Permintaan Maaf Jokowi Dinilai Bentuk Keterusterangan dan Autokritik atas Kinerja 10 Tahun

  • Bagikan
Presiden Joko Widodo (Jokowi) menyampaikan pidato kenegaraan di Gedung Nusantara MPR/DPR/DPD RI, Senayan, Jakarta, Jumat (16/8/2024).

FAJAR.CO.ID, JAKARTA – Guru Besar Ilmu Politik Universitas Andalas, Prof. Asrinaldi, menilai bahwa permintaan maaf yang disampaikan oleh Presiden Joko Widodo dalam pidato kenegaraannya pada Sidang Tahunan 2024 merupakan bentuk keterusterangan mengenai kinerjanya selama masa kepemimpinannya.

“Ini memang bentuk keterusterangan Presiden. Kita dapat melihat kepemimpinan seorang Presiden dari janji-janji politik yang disampaikan saat kampanye. Ada yang dilaksanakan dan mengarah pada tujuan yang diinginkan, tetapi ada juga yang belum terlaksana,” ujar Asrinaldi saat dihubungi ANTARA dari Jakarta, Jumat.
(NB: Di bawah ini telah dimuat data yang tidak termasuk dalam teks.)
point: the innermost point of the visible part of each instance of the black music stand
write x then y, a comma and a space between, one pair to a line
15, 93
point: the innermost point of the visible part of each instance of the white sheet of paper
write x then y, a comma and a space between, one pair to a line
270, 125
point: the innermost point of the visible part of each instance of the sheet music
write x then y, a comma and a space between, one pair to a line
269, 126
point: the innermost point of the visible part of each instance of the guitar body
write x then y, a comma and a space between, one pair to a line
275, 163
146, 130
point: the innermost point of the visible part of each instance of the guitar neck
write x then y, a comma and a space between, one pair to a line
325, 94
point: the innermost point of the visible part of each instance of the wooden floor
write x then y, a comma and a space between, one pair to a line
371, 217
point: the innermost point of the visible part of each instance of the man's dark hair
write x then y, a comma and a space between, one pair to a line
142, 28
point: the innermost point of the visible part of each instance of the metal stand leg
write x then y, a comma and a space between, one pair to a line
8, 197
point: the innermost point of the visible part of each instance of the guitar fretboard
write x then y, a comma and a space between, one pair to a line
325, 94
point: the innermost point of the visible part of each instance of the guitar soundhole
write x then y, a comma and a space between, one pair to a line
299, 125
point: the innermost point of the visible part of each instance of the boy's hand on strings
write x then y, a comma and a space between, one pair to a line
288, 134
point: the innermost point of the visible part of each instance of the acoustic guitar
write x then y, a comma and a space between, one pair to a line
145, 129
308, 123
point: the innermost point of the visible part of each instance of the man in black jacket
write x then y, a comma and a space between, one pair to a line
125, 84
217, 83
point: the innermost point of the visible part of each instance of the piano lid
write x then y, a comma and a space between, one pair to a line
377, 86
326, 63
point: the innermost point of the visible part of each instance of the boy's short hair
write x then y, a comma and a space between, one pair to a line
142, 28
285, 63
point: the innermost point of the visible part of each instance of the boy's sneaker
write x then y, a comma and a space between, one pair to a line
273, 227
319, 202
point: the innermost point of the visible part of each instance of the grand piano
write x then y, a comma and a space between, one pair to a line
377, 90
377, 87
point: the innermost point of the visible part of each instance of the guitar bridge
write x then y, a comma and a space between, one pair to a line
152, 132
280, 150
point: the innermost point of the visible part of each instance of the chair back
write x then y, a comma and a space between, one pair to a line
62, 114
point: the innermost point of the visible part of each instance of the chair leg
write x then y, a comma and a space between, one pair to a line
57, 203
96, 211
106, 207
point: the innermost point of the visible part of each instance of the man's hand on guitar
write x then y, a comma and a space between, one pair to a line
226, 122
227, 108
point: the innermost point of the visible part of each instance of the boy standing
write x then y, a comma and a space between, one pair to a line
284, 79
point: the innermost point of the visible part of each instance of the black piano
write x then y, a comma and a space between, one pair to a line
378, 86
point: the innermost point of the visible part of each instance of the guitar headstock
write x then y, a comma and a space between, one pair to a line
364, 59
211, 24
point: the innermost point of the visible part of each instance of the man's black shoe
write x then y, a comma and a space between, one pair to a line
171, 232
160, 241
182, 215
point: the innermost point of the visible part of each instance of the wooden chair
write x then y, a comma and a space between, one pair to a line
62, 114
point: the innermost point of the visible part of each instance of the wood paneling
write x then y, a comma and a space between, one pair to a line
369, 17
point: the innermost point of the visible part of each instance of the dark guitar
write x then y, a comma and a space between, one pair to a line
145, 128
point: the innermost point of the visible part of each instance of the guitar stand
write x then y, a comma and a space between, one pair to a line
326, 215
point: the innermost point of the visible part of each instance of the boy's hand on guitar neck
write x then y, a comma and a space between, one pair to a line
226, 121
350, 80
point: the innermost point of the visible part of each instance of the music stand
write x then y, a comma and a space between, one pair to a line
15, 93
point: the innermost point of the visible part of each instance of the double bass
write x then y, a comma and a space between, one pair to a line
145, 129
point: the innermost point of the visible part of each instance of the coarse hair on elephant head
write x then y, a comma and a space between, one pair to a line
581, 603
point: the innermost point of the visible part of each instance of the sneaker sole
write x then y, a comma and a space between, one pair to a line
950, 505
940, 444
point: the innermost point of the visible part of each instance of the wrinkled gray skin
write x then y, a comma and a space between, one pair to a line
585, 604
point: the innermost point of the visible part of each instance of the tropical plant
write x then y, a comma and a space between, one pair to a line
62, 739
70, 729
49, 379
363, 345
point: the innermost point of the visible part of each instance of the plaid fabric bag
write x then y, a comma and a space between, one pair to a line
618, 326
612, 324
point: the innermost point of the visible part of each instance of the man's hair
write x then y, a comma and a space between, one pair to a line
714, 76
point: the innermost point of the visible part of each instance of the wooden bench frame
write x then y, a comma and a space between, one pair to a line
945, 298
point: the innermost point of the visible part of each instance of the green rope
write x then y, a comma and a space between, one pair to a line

Menurut Asrinaldi, permintaan maaf tersebut juga mencerminkan autokritik Jokowi atas pencapaian dan kekurangan selama ini. Ia menilai, wajar jika Presiden memulai pidatonya dengan memaparkan pencapaian yang telah diraih, lalu menutupnya dengan permintaan maaf.

“Sebagai Presiden, saya pikir ada keterusterangan dan sportivitas dalam permintaan maaf ini. Tidak masalah, tapi bagaimana masyarakat menilai itu, tentu tergantung pada masyarakat,” lanjut Asrinaldi.

Ia juga mengakui bahwa 10 tahun masa kepemimpinan Jokowi tidak terlepas dari berbagai plus dan minus. Oleh karena itu, reaksi masyarakat terhadap permintaan maaf ini menjadi hal yang penting untuk dicermati.

“Kita tunggu bagaimana reaksi masyarakat terhadap pidato beliau ini. Ada banyak kritik yang kita dengar, terutama dari mereka yang merasa tidak puas dengan kepemimpinan Presiden Jokowi,” tambahnya.

Sebelumnya, dalam pidatonya, Presiden Jokowi bersama Wakil Presiden Ma’ruf Amin meminta maaf kepada seluruh rakyat Indonesia atas segala kekecewaan dan harapan yang belum dapat terwujud.